Devon Energy Corp. has increased its stake to 50% in the deepwater Cascade discovery of the emerging lower Tertiary trend of the Gulf of Mexico. Cascade was discovered by Devon and partners BHP Billiton and Petrobras America Inc. in mid-2002 (see Daily GPI, June 4, 2002).
Earlier this month, Devon and Petrobras bought out BHP Billiton’s working interest in the 23,000-acre Cascade field for an undisclosed amount. Cascade covers Walker Ridge blocks 205, 206, 249 and 250. In late July, the Minerals Management Service approved a Cascade Unit Agreement and a Suspension of Production (SOP) to protect the unit from lease expiration and to authorize commercial development.
“Our extensive knowledge of the lower Tertiary play, growing confidence in the performance of the reservoir and our partnership with one of the leading producers in deepwater developments encouraged us to increase our share of Cascade and move the project ahead quickly,” said Devon’s Stephen J. Hadden, senior vice president, exploration and production. “We plan to fast-track development and see first production into an FPSO [floating production, storage and offloading unit] before the end of the decade.”

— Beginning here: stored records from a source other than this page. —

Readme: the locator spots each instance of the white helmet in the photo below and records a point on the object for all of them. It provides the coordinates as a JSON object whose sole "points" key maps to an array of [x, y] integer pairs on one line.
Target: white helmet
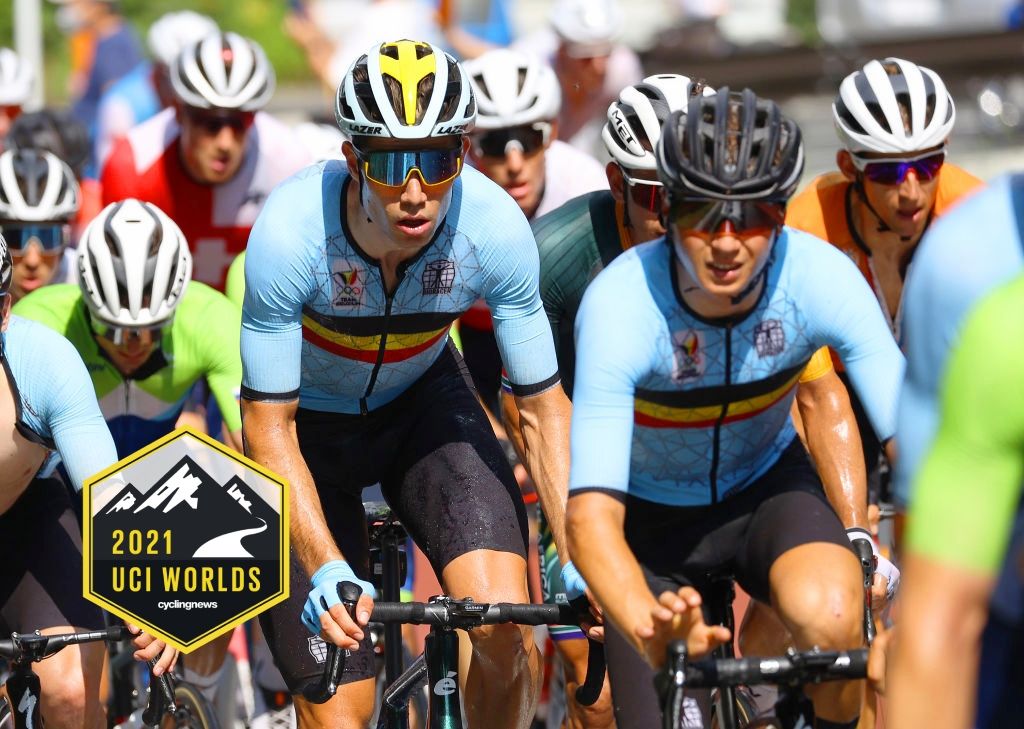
{"points": [[223, 71], [513, 88], [15, 79], [36, 186], [635, 121], [588, 22], [867, 110], [130, 252], [365, 106], [173, 31]]}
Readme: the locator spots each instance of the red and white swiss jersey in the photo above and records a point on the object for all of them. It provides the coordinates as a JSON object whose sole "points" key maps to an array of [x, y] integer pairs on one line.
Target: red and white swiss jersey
{"points": [[215, 219]]}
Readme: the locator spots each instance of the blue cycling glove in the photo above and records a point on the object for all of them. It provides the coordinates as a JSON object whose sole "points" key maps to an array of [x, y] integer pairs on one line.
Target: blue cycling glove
{"points": [[325, 592], [573, 583]]}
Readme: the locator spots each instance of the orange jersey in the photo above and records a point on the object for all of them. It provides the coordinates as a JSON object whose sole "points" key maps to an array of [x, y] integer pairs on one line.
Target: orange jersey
{"points": [[821, 209]]}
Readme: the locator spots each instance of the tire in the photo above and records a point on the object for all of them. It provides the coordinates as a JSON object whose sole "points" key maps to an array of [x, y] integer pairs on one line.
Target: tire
{"points": [[192, 710]]}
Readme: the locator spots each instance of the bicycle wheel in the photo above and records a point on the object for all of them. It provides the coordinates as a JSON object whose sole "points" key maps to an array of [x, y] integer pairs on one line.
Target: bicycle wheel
{"points": [[192, 710]]}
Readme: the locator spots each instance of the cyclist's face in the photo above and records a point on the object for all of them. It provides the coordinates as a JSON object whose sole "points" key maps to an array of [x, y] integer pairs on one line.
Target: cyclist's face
{"points": [[725, 260], [213, 142], [133, 352], [34, 267], [408, 214], [519, 171], [904, 207], [643, 202]]}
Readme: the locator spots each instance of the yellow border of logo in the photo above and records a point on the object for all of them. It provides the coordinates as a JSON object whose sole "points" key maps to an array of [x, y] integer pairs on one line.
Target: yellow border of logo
{"points": [[223, 628]]}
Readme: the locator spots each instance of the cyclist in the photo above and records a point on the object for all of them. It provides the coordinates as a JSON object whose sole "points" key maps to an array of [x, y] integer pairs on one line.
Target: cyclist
{"points": [[39, 199], [578, 240], [145, 89], [893, 119], [16, 78], [353, 274], [515, 144], [684, 458], [965, 555], [972, 434], [52, 417], [210, 162]]}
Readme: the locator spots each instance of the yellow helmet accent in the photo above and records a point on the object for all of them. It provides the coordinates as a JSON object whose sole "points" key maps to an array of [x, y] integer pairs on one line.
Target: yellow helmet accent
{"points": [[408, 70]]}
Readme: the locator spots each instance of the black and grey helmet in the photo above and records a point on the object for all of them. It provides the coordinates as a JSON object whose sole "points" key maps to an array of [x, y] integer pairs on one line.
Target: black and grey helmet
{"points": [[730, 146]]}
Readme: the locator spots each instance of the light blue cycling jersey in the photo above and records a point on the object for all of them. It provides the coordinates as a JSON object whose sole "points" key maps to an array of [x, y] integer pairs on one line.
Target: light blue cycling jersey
{"points": [[56, 405], [678, 410], [965, 254], [316, 323]]}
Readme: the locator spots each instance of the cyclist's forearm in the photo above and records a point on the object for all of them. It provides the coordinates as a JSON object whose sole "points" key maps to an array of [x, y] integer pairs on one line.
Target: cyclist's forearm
{"points": [[597, 541], [834, 441], [547, 456], [271, 441]]}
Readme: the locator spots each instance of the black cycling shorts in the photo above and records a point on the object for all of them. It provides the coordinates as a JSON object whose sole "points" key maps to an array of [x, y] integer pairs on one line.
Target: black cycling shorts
{"points": [[741, 535], [41, 567], [440, 470]]}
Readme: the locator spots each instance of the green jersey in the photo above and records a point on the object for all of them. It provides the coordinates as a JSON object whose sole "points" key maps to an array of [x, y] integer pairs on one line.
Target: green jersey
{"points": [[576, 242], [202, 341], [968, 492]]}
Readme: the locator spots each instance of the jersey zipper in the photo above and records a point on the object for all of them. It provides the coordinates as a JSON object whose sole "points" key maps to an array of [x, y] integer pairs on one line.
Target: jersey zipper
{"points": [[382, 349], [716, 443]]}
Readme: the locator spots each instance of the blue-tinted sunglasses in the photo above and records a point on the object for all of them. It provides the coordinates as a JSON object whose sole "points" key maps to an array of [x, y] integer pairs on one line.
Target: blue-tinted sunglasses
{"points": [[392, 168], [49, 237]]}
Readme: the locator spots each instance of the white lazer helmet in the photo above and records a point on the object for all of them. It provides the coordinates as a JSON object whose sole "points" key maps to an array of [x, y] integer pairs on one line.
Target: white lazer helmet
{"points": [[173, 31], [133, 265], [223, 71], [512, 89], [36, 186], [867, 110], [15, 79], [378, 95], [635, 121]]}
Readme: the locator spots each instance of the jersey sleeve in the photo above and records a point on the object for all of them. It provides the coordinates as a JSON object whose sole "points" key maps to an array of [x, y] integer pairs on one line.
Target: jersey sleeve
{"points": [[511, 289], [65, 402], [845, 314], [278, 277], [220, 335], [969, 487], [612, 343], [118, 177]]}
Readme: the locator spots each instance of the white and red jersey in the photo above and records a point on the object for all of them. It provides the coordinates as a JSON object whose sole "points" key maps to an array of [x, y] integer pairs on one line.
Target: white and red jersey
{"points": [[216, 219]]}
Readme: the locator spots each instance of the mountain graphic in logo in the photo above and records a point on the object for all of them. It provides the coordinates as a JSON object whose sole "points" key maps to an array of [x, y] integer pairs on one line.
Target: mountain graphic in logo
{"points": [[207, 520]]}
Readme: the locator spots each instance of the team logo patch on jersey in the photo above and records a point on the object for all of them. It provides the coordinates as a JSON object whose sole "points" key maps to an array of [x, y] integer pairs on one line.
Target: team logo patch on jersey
{"points": [[687, 346], [769, 339], [347, 285], [438, 276]]}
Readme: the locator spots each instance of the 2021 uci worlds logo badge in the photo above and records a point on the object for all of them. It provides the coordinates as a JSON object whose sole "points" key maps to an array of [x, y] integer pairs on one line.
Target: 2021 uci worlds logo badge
{"points": [[186, 539]]}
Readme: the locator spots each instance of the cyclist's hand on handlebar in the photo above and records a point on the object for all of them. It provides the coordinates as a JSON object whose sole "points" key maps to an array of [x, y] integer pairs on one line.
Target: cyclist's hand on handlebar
{"points": [[148, 647], [325, 615], [678, 616]]}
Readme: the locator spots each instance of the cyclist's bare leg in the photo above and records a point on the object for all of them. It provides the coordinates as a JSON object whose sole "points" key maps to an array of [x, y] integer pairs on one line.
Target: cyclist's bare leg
{"points": [[503, 685], [351, 708], [598, 716], [817, 592], [70, 683]]}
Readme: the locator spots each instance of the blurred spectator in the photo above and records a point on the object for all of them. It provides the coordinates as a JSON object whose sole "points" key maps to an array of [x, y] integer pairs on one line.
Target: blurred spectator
{"points": [[56, 131], [146, 88], [332, 47], [115, 51], [39, 198], [16, 78]]}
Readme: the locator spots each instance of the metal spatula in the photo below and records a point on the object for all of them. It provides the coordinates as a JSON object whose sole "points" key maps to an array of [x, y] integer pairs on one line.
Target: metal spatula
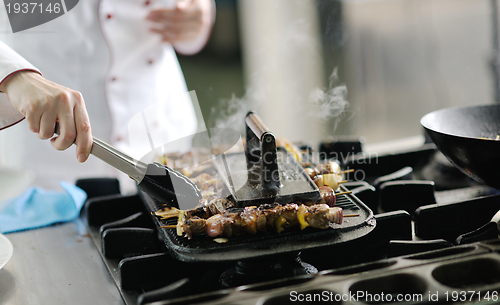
{"points": [[158, 181]]}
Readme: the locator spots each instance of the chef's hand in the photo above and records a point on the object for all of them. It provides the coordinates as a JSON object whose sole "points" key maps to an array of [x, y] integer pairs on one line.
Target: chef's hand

The 2002 Cascade discovery encountered more than 450 net feet of pay and was followed by two delineation wells in 2005. The two wells drilled in 2005 encountered 200 net feet and 500 net feet of pay, respectively. Future plans for Cascade include drilling a fourth well as part of a phased-development plan. Devon is forecasting first production from two wells in late 2009.